La metà delle piccole imprese ha dimezzato il fatturato
Crollo dei fatturati e crisi di liquidità. Il 29% dei commercialisti rileva che più della metà delle microimprese clienti ha almeno dimezzato il proprio fatturato (il dato scende al 21,2% nel caso dei commercialisti che si occupano di imprese medio-grandi). Sono quindi 370.000 le piccole imprese che hanno subito un crollo di più della metà dei ricavi. Inoltre, il 32,5% dei commercialisti registra in più della metà della clientela una perdita di liquidità superiore al 50% nell’ultimo anno. Il dato scende al 26,2% tra i commercialisti che seguono imprese di maggiori dimensioni. Sono cioè 415.000 le piccole imprese che oggi dispongono di meno della metà della liquidità di un anno fa.
Non soddisfacente l’intervento pubblico
Le misure pubbliche adottate durante l’emergenza ottengono una valutazione non positiva da parte dei commercialisti. Il sostegno alle imprese (moratoria sui mutui, garanzie statali sui prestiti) viene giudicato positivamente dal 45,2%, in modo negativo dal 34%. Gli aiuti al lavoro (divieto di licenziamento, ricorso alla Cassa integrazione in deroga) sono promossi dal 43,4%, bocciati dal 34,9%. Il sostegno alle famiglie (bonus babysitter, congedi parentali, Reddito di emergenza) è visto con favore dal 36,6%, mentre il 37,5% ne dà un giudizio negativo.
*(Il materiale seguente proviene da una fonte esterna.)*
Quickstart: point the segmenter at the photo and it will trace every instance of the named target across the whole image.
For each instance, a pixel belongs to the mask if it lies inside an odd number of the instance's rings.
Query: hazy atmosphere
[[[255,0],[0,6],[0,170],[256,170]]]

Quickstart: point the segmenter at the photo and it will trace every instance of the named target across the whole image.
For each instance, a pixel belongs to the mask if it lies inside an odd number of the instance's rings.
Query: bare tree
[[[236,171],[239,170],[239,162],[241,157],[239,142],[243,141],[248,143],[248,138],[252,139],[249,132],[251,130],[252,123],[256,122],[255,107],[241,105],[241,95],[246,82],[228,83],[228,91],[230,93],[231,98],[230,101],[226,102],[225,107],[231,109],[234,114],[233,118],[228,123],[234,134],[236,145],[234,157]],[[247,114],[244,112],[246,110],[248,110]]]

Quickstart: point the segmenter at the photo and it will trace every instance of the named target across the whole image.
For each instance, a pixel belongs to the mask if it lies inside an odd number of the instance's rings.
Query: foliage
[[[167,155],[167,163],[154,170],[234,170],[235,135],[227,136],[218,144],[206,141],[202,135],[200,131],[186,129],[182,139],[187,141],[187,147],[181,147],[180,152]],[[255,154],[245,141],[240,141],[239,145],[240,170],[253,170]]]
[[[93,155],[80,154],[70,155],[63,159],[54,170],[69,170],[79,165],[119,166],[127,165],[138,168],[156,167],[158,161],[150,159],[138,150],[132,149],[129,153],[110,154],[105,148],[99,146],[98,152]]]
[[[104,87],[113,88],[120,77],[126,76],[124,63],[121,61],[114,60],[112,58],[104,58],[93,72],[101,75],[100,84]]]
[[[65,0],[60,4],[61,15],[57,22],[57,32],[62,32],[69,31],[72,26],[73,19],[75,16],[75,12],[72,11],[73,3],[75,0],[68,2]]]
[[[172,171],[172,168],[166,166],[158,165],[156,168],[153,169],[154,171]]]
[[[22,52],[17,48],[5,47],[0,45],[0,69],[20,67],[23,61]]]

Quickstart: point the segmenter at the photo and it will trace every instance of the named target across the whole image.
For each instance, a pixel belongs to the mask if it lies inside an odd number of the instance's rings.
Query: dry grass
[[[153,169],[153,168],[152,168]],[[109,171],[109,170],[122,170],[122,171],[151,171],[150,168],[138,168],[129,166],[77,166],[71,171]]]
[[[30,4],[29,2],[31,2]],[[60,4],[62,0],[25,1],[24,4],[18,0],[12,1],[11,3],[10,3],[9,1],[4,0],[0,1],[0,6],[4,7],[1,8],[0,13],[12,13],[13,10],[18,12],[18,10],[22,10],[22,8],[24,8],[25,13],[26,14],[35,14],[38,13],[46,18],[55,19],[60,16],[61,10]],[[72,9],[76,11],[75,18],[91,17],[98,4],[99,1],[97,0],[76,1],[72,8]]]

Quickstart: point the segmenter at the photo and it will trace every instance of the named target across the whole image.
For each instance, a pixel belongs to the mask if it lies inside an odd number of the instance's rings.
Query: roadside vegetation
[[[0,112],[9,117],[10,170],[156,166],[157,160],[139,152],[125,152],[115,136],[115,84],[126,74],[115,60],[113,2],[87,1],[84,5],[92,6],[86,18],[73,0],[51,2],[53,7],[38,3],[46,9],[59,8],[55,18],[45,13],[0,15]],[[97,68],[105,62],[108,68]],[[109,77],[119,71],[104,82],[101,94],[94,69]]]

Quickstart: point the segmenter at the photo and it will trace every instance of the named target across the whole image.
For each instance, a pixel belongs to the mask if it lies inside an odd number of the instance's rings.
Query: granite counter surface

La sospensione dei versamenti fiscali e contributivi per le imprese più penalizzate è valutato bene dal 33,3%, male dal 46,9%. Per i commercialisti lo sforzo statuale nel supportare gli operatori economici e i lavoratori durante il blocco di mercati e imprese va apprezzato, ma non basta.
I commercialisti accelerare le misure
Ora è urgente un’accelerazione delle misure. Per evitare la moria di piccole imprese, secondo i commercialisti bisogna intervenire qui e ora agendo su quello che non ha funzionato. Il 79,9% dei commercialisti auspica più chiarezza nei testi normativi. Il 76,7% chiede tempestività nei chiarimenti sulle prassi amministrative. Il 70,7% molti meno adempimenti, il 67,2% una migliore distribuzione delle risorse pubbliche tra i beneficiari. Il 61,1% una più efficace combinazione delle misure adottate. Il 58,4% un taglio netto dei tempi necessari per l’effettiva erogazione degli aiuti economici. Infine, il 49,9% ritiene necessari stanziamenti economici più consistenti.
Soprattutto abbattere la burocrazia
Se gli strumenti di sussidio per i diversi beneficiari vengono promossi, viene però bocciata l’effettiva applicazione delle misure a causa dei detriti burocratici che rallentano tutto. Occorre snellire gli adempimenti burocratici e i passaggi formali per rendere gli interventi più efficaci. Tagliare le unghie alla cattiva burocrazia. Per i commercialisti è in corso uno smottamento continuato dell’economia. Per il 41% bisogna essere pronti a tutto perché tutto può succedere. Il 27,6% sottolinea l’ansia pervasiva provocata dalla nuova ondata di contagi. Per il 40,7% dei commercialisti ci vorrà molto tempo per uscire dalla crisi, il 26,9% ritiene che occorre adattarsi subito alle nuove condizioni o non ci sarà crescita, il 24,2% pensa che molti settori vitali siano ancora in difficoltà.